Робби не мог перестать думать о странном поведении Спортакуса, мысленно прокручивая утренние события снова и снова. Так раз за разом скользит язык по пустой десне там, где раньше был зуб.
— О!.. Доброе утро, Робби, — он улыбнулся ему, по-совиному моргая мутными глазами. — Как спалось?
Он, очевидно, понимал, где проснулся, и не оставил ему никакой паузы для ответа. Он казался более чем счастливым, оставаясь там, обнимая Робби, пока…
Пока что?
Если он находился там, где и хотел, почему просто не сказал? К чему все эти дерганья и заикания?
Спортакус был странным, но он никогда не был настолько странным. Что-то происходит.
— ЭЙ, РОББИ!
Робби подскочил почти на целый фут, его сердце заколотилось.
— Ха-ха! Испугался? Видишь, нельзя кричать на людей!
— Сказал ли он… ах.
— Сказал что? — невинно захлопала она ресницами.
— Неважно. Он просто был… Странным сегодня утром. В смысле, еще более странным, чем обычно, — он насмехался, делая вид, что уже потерял интерес к этому.
Стефани взяла в руки котенка, чтобы погладить.
— Ну, я не уверена, но… может быть… он понял что-то?
Робби разоблачил ее притворство, повернувшись к ней лицом к лицу и внимательно вглядевшись.
— Понял что-то? Понял что?
— О, не знаю… — Стефани обещала Спортакусу, что не будет ни о чем намекать Робби, но… Она должна что-то предпринять! Было очевидно, что ни один из них не собирался ничего делать. — Почему сегодня он оставался здесь на ночь?
Робби опустил глаза.
— Он просто… просто заснул здесь. Наверное, переел сахара.
— Почему он пришел?
Он прищурился.
— К чему этот допрос?
Она пожала плечами.
— Я только слышала, как он поздно вечером убежал из дома. Ты попал в беду?
Он хмыкнул.
— Наверное, можно и так сказать.
— Ты вернул ему кристалл? — спросила она, прекрасно зная, что нет.
— Ну… нет…
— Хм. Тогда откуда он узнал, что ты в беде?
— Я… — Робби опустил руки. — Я не знаю… Он просто сказал, что… «почувствовал».
— Странно. Не думаю, что такое случалось раньше.
— В самом деле? — он разглядывал ее, выискивая признаки лжи.
— Прежде без кристалла он никогда не знал, кто попал в беду?
— Нет. Уверен, для этого ему необходим кристалл.
Робби раздумывал.
— Может, это какая-то… Странная связь с его телом? Потому что в нем я?
Стефани фыркнула.
— Нет смысла.
— Хмм. Что ж. Какова твоя версия? Раз ты, кажется, так много знаешь.
— Моя? О, я ничего не знаю.

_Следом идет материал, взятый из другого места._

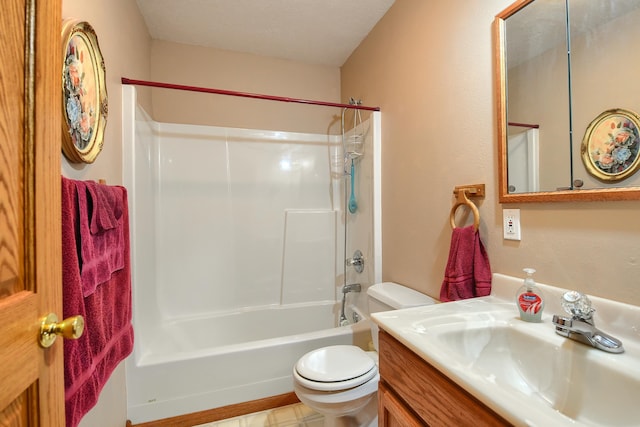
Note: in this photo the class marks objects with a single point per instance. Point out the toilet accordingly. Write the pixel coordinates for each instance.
(341, 381)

Я только пришла проведать котенка, — чмокнув того напоследок, она посадила его обратно на пол, где он, мурлыча, захромал назад к Робби.
Она собиралась уйти, но остановилась, оглядываясь на него. Ее доброму сердцу становилось немного больно при виде Робби, казавшегося таким потрепанным и потерянным… Возможно, иногда он был занозой в заднице, и немного назойлив, но… он был хорошим парнем. Добряком.

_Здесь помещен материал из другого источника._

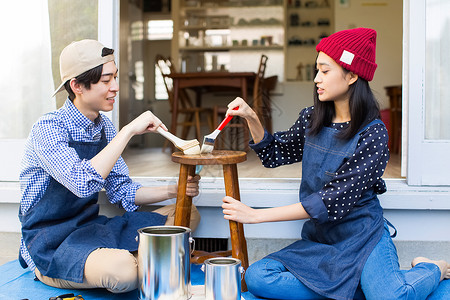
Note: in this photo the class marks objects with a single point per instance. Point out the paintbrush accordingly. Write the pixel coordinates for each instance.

— Робби… Спортакус — мой друг.
Он смотрел на нее, приподняв одну бровь и прихлебывая кофе.
— И?
— Я могу сказать ему что-нибудь. Я доверяю ему. Думаю, больше, чем кому-либо еще.
Он пожал плечами.
— Повезло тебе.
— Ты тоже можешь ему доверять.
Он пренебрежительно отмахнулся свободной рукой.
— Спасибо за совет, детка.
Она топнула ногой.
— Робби, ты… ты такой… иногда такой тупой!
Робби смотрел, как она убегает прочь, удивляясь, что это уже второй человек за сегодня, который необъяснимо быстро покидает его логово.
***
Понял что-то. Понял что?
Эта девочка явно знала больше, чем показывала. Можно сказать, она сообщница Спортакуса. Если кто и знал, что происходит, то именно она.
Тем не менее, Робби был слишком горд, чтобы попросить Стефани сказать ему. То, что она ребенок, не означает, что он должен поступить так же.
Он покормил мяукавшего котенка и рухнул на пушистое кресло, глядя в потолок.
Понял что-то.
Что-то хорошее? Что-то страшное? Спортакус казался… смущенным.
Ну, Робби тоже был немного смущен. Но Спортакус не избегал физического контакта, как Робби. Так почему же он смущался?
Робби с досадой стукнул кулаком по подлокотнику. Это не имеет никакого значения!
Он зарычал, и котенок удивленно уставился на него.
— Прости, малыш, — пробормотал Робби. — Я не хотел тебя пугать. Просто… задумался.
Котенок подбежал к нему, дергая хвостиком, и вспрыгнул на колени. Робби поднял и прижался к нему лицом.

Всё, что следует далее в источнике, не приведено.